The swift actions of two police officers saved the life of a woman charged with stealing a University of North Dakota police squad car and crashing it in northwestern Minnesota.
Along with explaining the accusations against Kasandra M. Ellis, 23, of Columbia, Mo., a criminal complaint filed this week offered a glimpse into what two Crookston police officers did at the scene to put air back in the woman’s lungs.
Ellis, suspected of being drunk, stole the UND squad car in Grand Forks outside an apartment complex Sunday morning and took off, according to charges filed in Polk County District Court. Campus police used GPS to track it about 25 miles away on eastbound Hwy. 2 heading toward Crookston.
About 9:20 a.m., Ellis lost control of the SUV on a curve and veered into a ditch at the intersection of Hwy. 75 near the University of Minnesota, Crookston.
That’s when Crookston police officers Lee Tate and Donald Rasicot teamed up and saved the woman’s life.
The crumpled SUV came to rest on the side of highway. Ellis was in the vehicle and not breathing.
“That vehicle was on its [passenger] side and unstable,” said Police Chief Paul Biermaier. “[Rasicot] physically held that car from rolling … some more.”
And that’s what allowed Tate to climb into the side and save Ellis, who was “unconscious and not breathing,” the charging document read.

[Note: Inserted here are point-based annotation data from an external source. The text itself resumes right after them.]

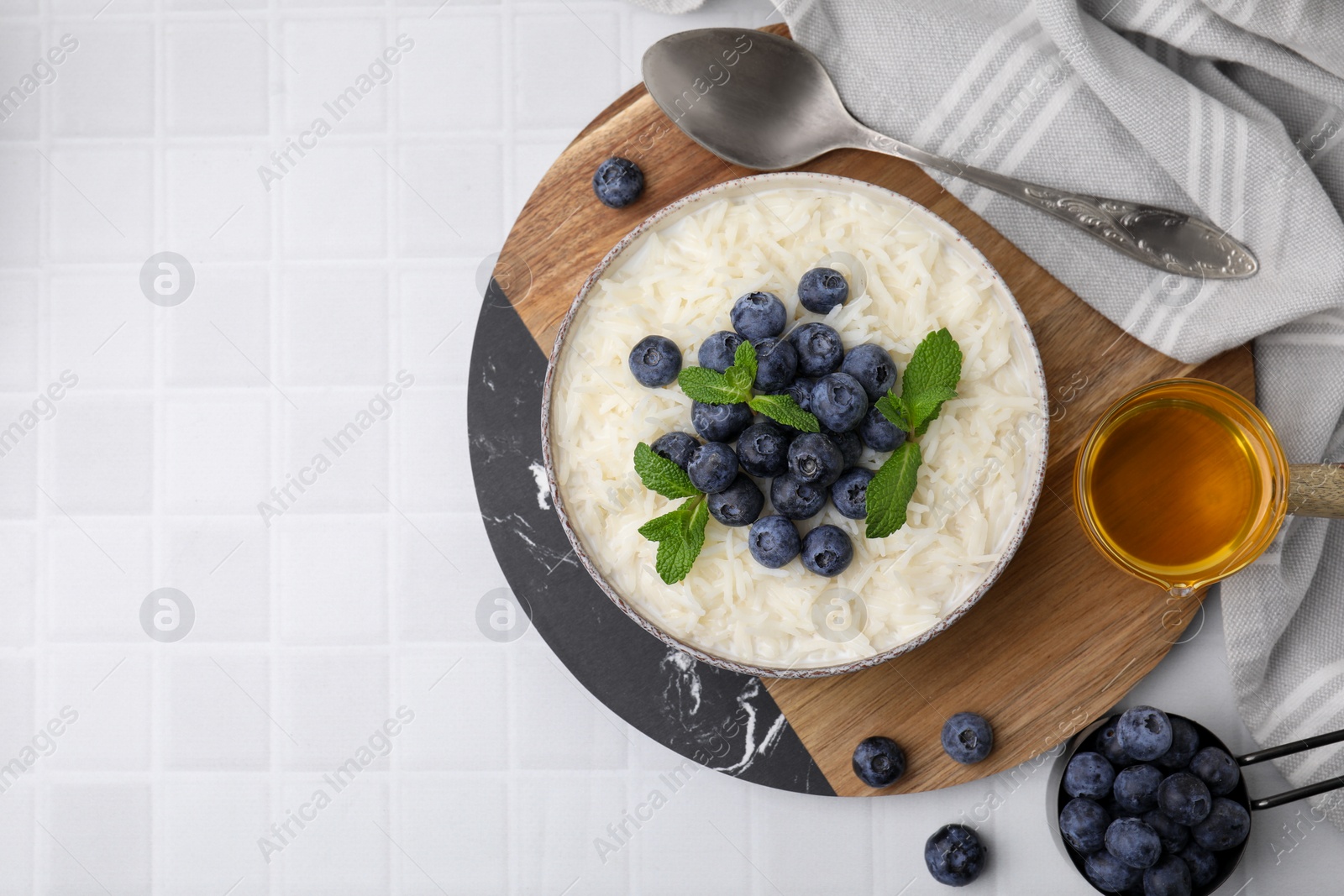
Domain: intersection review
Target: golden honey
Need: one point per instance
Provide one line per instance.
(1182, 483)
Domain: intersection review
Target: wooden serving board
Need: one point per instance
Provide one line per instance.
(1063, 634)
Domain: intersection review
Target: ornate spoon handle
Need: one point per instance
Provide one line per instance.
(1162, 238)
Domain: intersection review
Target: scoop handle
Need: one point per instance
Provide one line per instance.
(1316, 490)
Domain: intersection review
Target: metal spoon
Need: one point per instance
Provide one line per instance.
(763, 101)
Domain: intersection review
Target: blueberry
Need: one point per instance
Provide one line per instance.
(1109, 746)
(796, 500)
(676, 448)
(822, 289)
(839, 402)
(954, 855)
(739, 504)
(1089, 775)
(850, 493)
(873, 367)
(712, 466)
(1144, 732)
(773, 540)
(815, 459)
(1136, 788)
(718, 349)
(967, 738)
(1082, 824)
(1133, 842)
(879, 432)
(800, 390)
(1116, 810)
(1110, 875)
(759, 316)
(617, 181)
(655, 360)
(879, 762)
(1184, 799)
(820, 349)
(1184, 745)
(1173, 833)
(827, 551)
(719, 422)
(1168, 878)
(777, 362)
(1225, 826)
(1216, 770)
(1203, 864)
(764, 449)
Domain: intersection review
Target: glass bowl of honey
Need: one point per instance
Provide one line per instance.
(1182, 483)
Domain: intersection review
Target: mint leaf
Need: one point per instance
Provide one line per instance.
(680, 535)
(927, 406)
(710, 387)
(890, 490)
(785, 410)
(893, 407)
(931, 379)
(660, 474)
(743, 374)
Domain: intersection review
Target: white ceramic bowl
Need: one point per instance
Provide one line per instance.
(956, 244)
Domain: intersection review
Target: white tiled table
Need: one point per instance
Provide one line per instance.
(360, 598)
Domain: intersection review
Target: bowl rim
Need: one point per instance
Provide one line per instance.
(799, 179)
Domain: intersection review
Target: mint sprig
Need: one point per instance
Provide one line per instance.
(680, 535)
(785, 410)
(929, 380)
(890, 490)
(730, 387)
(660, 474)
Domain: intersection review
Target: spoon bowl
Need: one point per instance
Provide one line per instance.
(763, 101)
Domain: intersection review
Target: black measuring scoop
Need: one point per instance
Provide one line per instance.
(1227, 859)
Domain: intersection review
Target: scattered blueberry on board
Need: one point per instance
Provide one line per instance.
(655, 360)
(968, 738)
(1166, 819)
(954, 855)
(878, 761)
(617, 181)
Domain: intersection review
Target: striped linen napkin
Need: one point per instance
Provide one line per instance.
(1229, 110)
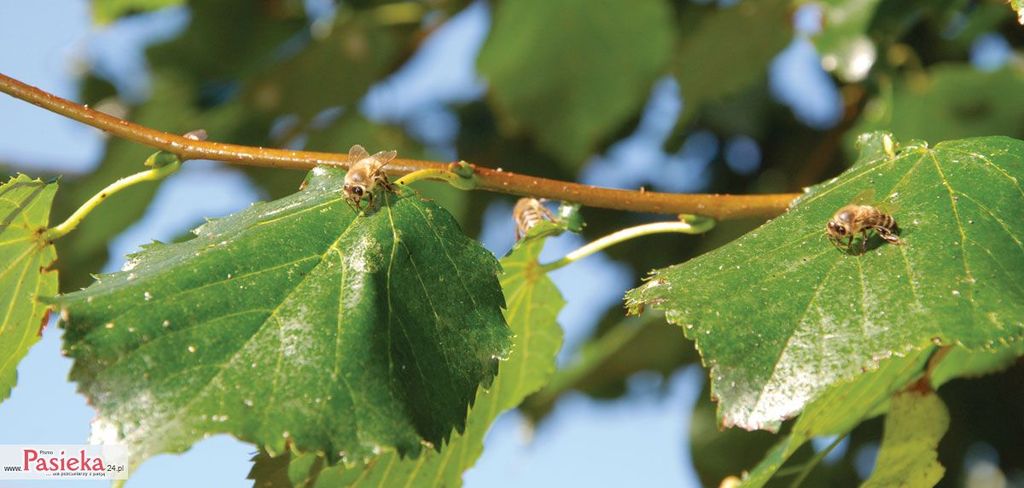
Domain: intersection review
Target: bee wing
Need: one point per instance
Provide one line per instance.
(357, 153)
(385, 157)
(865, 196)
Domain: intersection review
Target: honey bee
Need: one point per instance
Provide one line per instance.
(527, 213)
(857, 217)
(365, 174)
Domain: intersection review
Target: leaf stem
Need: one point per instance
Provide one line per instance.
(716, 206)
(76, 218)
(689, 225)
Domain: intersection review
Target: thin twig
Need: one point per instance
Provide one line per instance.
(720, 207)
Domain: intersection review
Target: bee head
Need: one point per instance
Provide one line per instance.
(837, 228)
(354, 191)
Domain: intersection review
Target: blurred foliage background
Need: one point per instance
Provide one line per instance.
(674, 95)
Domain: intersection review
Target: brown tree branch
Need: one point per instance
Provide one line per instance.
(716, 206)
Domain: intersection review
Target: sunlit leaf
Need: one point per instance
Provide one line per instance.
(908, 454)
(810, 315)
(25, 213)
(104, 11)
(534, 303)
(294, 322)
(570, 72)
(84, 251)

“Kassandra Marie Ellis began breathing again,” the court document declared.
The chief explained that Tate “simply moved the head and neck into neutral position, and that allowed her airway to open.”
While it sounded simple, the chief said, “if you move the head or neck too far back, you can cause new injuries.”
Ellis was taken to Riverview Hospital in Crookston, where she was treated for scrapes and bruises, then discharged with an over-the-counter painkiller. She remains jailed on charges of drunken driving and possession of stolen property ahead of a court appearance Thursday.
Questioned by the State Patrol, Ellis said she had been drinking the night before and admitted to stealing the police vehicle, which was running and unlocked, the complaint read.
The charges did not reveal what motivated her to take the unoccupied SUV. It was parked outside the apartments while officers investigated a report of someone being drunk, lost and disoriented.